A filha que me escolheu
Quando eu soube da sua existência, alguma coisa mudou. Não estava ao seu lado, mas ela nunca mais saiu do meu. A primeira das três filhas, não veio de mim, veio para mim. Fui ao seu encontro na foz da sua vida. Mal pressentiu a minha chegada, esticou os braços e veio ao encontro da nossa história. Embora a vida nos mantivesse juntos a espaços, nosso amor nunca foi intermitente. Contar a história e partilhar é para nós uma oportunidade de dizer ao mundo que a paternidade é apenas amor. Onde vá, onde quer que ela vá, o nosso amor tem brilho, irei sempre ver o seu sinal. Por isso juntei ao meu texto um poema do Oswaldo Montenegro - Por Brilho.
Porto seguro
Numa tradução livre do clássico Bridge over Troubled water de Simon and Garfunkel, a minha leitura de uma viagem em águas revoltas. Ser pai e amigo é responsabilidade a dobrar. Ser pai é aninhar, ser amigo é amparar. Ser pai é ser porto seguro. É ser a ponte que se ergue para atravessar os rios turbulentos na longa caminhada, mas acima de tudo, a maior e verdadeira felicidade.
Sofismas
Do baú das memórias, renasce um dos poemas que escrevi para o livro que nunca chegou a sê-lo. Quando, passados alguns anos de distância, compus esta música, trazia na mente uma coreografia encomendada por uma professora de Ballet. E não é que ao apresentá-los um ao outro, a música encantou-se pelo poema e... nunca mais se separaram. O Moto perpétuo da melodia associado à repetição das evidências, servem um ao outro, o propósito de voltar a estrada, recomeçar como todos os dias acontece nas sucessivas alvoradas.
Tema para Taynah
Aos 15 anos, tenho a sensação de que o tempo muda. Entramos noutra dimensão. A memória dos meus 15 anos era ainda tão presente quando a minha filha mais nova lá chegou, que sem estar preparado, apercebi-me que se fechava de vez para mim. Naquele instante, me dei conta de que já não haveria mais andar com as filhas ao colo. Não haveria mais os serões a contar-lhes estórias. Não haveria mais aqueles quatro olhinhos ávidos pelo momento de o pai as embalar e embrulhar-lhes os lençóis à volta do corpo, num aconchego que mais do que um gesto, era um aconchego de alma.
Metade
Amigo
Trinta e cinco anos depois, reencontrei um amigo, com quem não tive qualquer contacto ao longo deste período. A amizade omnipresente e omnisciente capaz de superar o tempo e a distância. Monolítica e inestimável.

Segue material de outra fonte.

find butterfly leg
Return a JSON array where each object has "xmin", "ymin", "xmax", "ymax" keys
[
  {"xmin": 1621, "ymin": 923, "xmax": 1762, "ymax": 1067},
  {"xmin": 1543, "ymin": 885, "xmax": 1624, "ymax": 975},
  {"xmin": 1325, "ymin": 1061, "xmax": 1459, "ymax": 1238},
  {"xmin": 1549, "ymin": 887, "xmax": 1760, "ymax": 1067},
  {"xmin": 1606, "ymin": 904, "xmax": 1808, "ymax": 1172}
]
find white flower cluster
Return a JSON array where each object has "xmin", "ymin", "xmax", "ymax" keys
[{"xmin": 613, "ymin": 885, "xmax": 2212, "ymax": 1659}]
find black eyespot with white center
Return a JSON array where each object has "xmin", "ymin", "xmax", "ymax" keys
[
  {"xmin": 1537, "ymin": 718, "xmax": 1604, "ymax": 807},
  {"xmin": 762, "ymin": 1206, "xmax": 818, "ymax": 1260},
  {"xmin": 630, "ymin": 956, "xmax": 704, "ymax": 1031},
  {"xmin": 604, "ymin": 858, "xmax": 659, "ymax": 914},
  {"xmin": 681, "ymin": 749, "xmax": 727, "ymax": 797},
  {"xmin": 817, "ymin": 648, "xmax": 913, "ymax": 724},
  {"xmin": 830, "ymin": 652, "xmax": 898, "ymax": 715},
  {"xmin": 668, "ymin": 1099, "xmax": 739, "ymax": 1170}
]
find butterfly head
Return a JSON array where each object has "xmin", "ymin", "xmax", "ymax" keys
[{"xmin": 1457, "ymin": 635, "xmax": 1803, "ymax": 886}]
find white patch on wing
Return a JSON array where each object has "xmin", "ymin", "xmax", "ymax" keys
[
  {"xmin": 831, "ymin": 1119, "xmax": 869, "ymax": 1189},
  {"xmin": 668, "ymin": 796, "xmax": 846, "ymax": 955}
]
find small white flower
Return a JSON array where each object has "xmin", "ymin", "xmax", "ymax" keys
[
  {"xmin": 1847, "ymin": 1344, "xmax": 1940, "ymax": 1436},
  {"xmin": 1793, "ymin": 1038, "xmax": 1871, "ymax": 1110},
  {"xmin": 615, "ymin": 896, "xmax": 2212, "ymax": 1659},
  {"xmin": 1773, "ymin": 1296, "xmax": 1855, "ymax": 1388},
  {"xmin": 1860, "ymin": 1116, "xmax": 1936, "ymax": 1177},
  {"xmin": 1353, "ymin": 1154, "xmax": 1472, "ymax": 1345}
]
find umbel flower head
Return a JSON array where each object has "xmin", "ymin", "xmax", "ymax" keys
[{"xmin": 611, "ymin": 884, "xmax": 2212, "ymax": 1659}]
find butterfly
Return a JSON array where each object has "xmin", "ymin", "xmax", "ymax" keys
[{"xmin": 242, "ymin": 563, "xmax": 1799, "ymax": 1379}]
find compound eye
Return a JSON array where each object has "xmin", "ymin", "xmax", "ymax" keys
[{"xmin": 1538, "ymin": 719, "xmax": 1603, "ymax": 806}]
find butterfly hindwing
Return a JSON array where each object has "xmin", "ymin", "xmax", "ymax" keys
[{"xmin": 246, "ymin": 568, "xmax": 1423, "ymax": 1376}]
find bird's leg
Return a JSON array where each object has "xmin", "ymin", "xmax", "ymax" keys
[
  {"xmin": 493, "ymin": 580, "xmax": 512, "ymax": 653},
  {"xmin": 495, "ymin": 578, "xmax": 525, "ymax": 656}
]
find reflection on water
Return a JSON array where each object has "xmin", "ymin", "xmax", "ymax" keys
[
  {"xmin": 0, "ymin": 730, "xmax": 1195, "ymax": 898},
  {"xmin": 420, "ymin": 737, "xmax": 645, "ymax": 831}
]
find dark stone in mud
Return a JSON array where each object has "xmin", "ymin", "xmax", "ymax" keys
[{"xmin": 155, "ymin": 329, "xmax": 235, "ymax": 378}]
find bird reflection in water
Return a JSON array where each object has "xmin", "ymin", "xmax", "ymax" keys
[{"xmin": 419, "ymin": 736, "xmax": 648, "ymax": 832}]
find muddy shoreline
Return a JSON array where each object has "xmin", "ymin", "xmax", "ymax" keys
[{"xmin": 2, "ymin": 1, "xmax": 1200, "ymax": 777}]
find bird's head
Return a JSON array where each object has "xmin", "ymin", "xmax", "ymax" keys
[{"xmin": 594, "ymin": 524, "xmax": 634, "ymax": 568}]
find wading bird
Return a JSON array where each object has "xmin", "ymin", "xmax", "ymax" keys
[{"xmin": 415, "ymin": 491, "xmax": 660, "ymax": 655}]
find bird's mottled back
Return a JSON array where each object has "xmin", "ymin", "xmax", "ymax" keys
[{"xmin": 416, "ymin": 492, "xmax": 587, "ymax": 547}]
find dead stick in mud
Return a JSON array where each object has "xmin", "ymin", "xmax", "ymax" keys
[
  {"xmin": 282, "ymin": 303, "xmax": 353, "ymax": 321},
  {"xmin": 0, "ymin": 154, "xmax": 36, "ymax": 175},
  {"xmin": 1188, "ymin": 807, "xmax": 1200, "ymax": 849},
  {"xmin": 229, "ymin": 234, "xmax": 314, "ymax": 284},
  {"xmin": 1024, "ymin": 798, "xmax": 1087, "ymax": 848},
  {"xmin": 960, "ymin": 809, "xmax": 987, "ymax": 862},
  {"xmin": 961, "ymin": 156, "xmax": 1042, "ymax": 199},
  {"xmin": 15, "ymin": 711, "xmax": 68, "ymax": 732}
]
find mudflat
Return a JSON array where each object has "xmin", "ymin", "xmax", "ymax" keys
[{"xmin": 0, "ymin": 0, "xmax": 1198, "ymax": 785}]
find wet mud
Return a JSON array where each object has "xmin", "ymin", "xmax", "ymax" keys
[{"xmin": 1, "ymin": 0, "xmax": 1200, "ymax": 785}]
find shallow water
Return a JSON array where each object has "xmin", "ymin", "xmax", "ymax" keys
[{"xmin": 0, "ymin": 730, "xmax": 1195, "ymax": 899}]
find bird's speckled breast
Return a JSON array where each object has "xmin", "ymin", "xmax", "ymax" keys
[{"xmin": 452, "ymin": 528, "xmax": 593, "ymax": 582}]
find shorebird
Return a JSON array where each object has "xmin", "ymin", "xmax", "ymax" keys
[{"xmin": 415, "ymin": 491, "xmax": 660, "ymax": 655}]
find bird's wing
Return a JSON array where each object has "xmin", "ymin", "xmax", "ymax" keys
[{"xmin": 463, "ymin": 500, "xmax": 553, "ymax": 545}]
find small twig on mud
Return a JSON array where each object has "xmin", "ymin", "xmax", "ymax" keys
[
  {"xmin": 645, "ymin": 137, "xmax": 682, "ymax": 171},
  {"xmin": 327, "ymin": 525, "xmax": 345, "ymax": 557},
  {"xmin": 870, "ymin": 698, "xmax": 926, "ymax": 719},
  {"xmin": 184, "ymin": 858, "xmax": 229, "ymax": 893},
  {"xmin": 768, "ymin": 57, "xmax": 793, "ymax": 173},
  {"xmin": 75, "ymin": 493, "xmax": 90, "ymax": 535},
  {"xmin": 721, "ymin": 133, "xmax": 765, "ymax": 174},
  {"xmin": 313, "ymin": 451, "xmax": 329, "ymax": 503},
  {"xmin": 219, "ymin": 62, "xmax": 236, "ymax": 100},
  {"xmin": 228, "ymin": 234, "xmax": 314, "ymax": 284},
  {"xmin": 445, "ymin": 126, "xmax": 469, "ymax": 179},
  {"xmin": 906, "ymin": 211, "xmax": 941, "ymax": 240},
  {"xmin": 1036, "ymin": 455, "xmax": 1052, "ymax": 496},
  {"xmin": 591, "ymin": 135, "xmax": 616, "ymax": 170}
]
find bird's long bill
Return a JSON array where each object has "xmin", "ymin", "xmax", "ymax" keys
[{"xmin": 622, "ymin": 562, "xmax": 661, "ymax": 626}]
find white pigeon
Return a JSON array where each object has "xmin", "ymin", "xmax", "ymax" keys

Eu deixei tantas vezes passar o tempo, sem dizer a algumas pessoas, tudo quanto deveria ou queria ter dito. Antes que me faltasse tempo, pelas palavras do poeta Vinícios, quis trazer à consciência que sobreviveria à perda de todos os meus amores, mas enlouqueceria se me morressem todos os amigos. A amizade é retratada sob a forma de um amor de escala não mensurável. Um texto de Vinícios de Moraes, onde a referência ao valor da amizade reflete a sua importância na vida de todos.